I implemented a lightweight Timer1 interrupt scheduler instead:
  • Timer1 tick = 4 µs (Fosc/4 with prescaler 1:8 @ 8 MHz).
  • Servo pulse high: 250–500 ticks (1–2 ms).
  • Frame: 20 ms (≈ 5000 ticks).
  • ISR walks channels: set pin HIGH, wait width, set LOW, advance; the last slot inserts the remaining frame gap.
// CCS C — PIC16F887
#include <16F887.h>
#fuses  INTRC_IO, NOWDT, NOLVP, NOMCLR, BROWNOUT
#use    delay(clock=8MHz)

#define CHN 6
const int1 SERVO_PIN[CHN] = {PIN_C0,PIN_C1,PIN_C2,PIN_C3,PIN_C4,PIN_C5};
volatile unsigned int16 width[CHN];   // 4us ticks (250..500)
volatile int8 ch = -1;

#INT_TIMER1
void t1_isr() {
  set_timer1(0);
  if(ch >= 0 && ch < CHN) output_low(SERVO_PIN[ch]);
  ch++;
  if(ch < CHN) {                       // start next channel HIGH
    output_high(SERVO_PIN[ch]);
    set_timer1(65535 - width[ch]);     // end after pulse width
  } else {                              // frame gap
    unsigned int16 sum=0; for(int8 i=0;i<CHN;i++) sum+=width[i];
    set_timer1(65535 - (5000 - sum));  // 20ms - total HIGH time
    ch = -1;
  }
}

void main() {
  setup_oscillator(OSC_8MHZ);
  setup_timer_1(T1_INTERNAL | T1_DIV_BY_8);
  enable_interrupts(INT_TIMER1); enable_interrupts(GLOBAL);

  // neutral: 1.5ms -> 375 ticks
  for(int8 i=0;i<CHN;i++) width[i]=375;

  while(TRUE) {
    // read ADC → map to 250..500 ticks
    // apply slew-rate limit for smooth motion
  }
}
Why it works: one timer deterministically times all channels; the main loop stays free for ADC reads and simple kinematics; jitter is low because there’s no busy-wait.
  • Timing discipline: measuring real pulse widths on a scope and budgeting the 20 ms frame.
  • Power integrity: isolating servo surges from logic rails; bulk + decoupling placement; short return paths.
  • CCS C practice: #INT_TIMER1, setup_timer_1, precise integer timing; EEPROM for trims; clean startup at neutral.
  • Bring-up workflow: PICkit ICSP, safe boot, brown-out recovery, quick reflash without disassembling the rig.

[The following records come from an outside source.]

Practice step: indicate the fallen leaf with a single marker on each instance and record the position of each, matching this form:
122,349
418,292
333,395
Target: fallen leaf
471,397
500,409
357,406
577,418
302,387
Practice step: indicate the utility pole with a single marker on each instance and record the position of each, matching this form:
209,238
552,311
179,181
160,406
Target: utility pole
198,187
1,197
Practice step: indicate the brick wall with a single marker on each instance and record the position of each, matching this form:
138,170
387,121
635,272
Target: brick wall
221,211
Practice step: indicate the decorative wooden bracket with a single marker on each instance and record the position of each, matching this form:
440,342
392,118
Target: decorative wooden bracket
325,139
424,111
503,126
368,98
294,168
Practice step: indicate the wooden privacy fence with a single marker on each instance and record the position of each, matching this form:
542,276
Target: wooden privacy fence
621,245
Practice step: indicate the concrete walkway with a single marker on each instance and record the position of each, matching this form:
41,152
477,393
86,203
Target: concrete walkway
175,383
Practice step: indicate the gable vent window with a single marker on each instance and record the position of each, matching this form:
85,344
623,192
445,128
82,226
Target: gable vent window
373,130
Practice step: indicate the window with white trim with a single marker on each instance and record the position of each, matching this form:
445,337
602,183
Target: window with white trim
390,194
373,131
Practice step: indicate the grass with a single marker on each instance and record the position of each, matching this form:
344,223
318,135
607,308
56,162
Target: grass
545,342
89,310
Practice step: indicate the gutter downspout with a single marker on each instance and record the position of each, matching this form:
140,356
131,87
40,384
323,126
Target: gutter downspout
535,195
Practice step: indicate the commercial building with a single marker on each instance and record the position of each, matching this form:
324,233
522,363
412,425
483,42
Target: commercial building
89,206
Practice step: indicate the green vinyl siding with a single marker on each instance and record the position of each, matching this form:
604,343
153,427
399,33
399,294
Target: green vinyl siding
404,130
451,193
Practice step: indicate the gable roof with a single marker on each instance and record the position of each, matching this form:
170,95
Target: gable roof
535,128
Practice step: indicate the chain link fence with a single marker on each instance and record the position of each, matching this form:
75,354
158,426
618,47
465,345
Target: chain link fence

  • Add encoder feedback for the wrist with a simple per-joint position loop.
  • A small PC tuner to record/recall poses and play sequences.
  • Consider PIC18/dsPIC if we need more channels or trajectory planning.
Takeaway: A lean Timer1 ISR is a reliable way to drive many hobby servos on small PICs. This project sharpened my embedded timing, power design, and CCS C tooling on real hardware.